Methods

All analyses were conducted in R v.4.0.2 (R Core Team, 2022). The package tidyverse v.1.3.2 (Wickham et al., 2019) was used to clean and handle the data, sf v.1.0-9 (Pebesma, 2018) and raster v.3.6 (Hijmans, 2023) for spatial data manipulation, and ggplot2 v.3.4.0 for visualization (Wickham et al., 2019).

Data

Co-occurrence dataset

We used the same non-standardized co-occurrence dataset used by Pacheco‐Riaño et al., (2023) consisted of 605,637 taxa records of terrestrial vascular plants (3,617 taxa) from particular locations without marked spatial boundaries from 1900 until 2007 from Norway. These records had their origins in a series of field campaigns, primarily involving relevés, conducted by various collectors across Norway since the early 1900s. After that, these records were meticulously documented in the field notes from The Agder naturmuseum og botaniske hage, University of Oslo, University of Trondheim, and The Norwegian University of Life Sciences, and integrated into GBIF and stored as occurrence data. To reconstruct the co-occurrence plots, we grouped the data by coordinates, year, elevation, and collector as described in Pacheco-Riaño et al. (2023), and only kept taxa at species level or merged lower taxonomical units to species level, using GBIF’s backbone taxonomy tool (The Global Biodiversity Information Facility, 2020). This resulted in 41,993 co-occurrence plots with 2,888 species covering the time span from 1905 to 2007 (Fig. 1 ).

Presence-only dataset

We downloaded from GBIF all global georeferenced records for those plant species included in the non-standardized co-occurrence dataset described above (3,617 taxa, Table S1 ). This included a total of 212,286,166 records from 6,831 datasets (December 8th, 2022, https://doi.org/10.15468/DL.VZVGK7 GBIF.org, 2022).
We applied six automated cleaning procedures to eliminate known issues with presence-only data using the package “CoordinateCleaner” (Zizka et al., 2019): 1) equal coordinates (records with identical longitude and latitude), 2) zero coordinates (plain zeros in the coordinates and a radius around), 3) capitals (radius around capital cities), 4) centroids (radius around country and province centroids), 5) sea coordinates (non-terrestrial records), and 6) biodiversity institutions (radius around biodiversity institutions). All flagged records or records with missing coordinates or missing record years were removed. As for the co-occurrence dataset, we harmonized the taxonomy using GBIF’s backbone taxonomy tool (The Global Biodiversity Information Facility, 2020), and kept records identified at the species and infraspecific level, e.g., subspecies, but merged all records to species level. Subsequently, duplicated records with the same species names, coordinates and year were removed, and only occurrences within Europe (longitude: -12° to 35°, latitude: 45° to 72°) were kept.

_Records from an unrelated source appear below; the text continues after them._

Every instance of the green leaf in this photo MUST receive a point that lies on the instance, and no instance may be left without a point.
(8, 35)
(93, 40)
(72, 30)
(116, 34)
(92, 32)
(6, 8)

Lastly, to prevent any duplication with the co-occurrence dataset, we excluded records with the same species names and geographical coordinates as contained the co-occurrence records. This process resulted in a cleaned, presence-only dataset of 68,112,130 occurrence records of 2,742 species.
To build “communities” with spatio-temporal information from the presence-only data, we created “pseudo-plots” by aggregating species occurrences temporally and spatially by using the same grid cells as for the temperature dataset described below (i.e., 30 arc seconds resolution). Only pseudo-plots between 1905-2016 were kept for further analyses (Fig.1 ).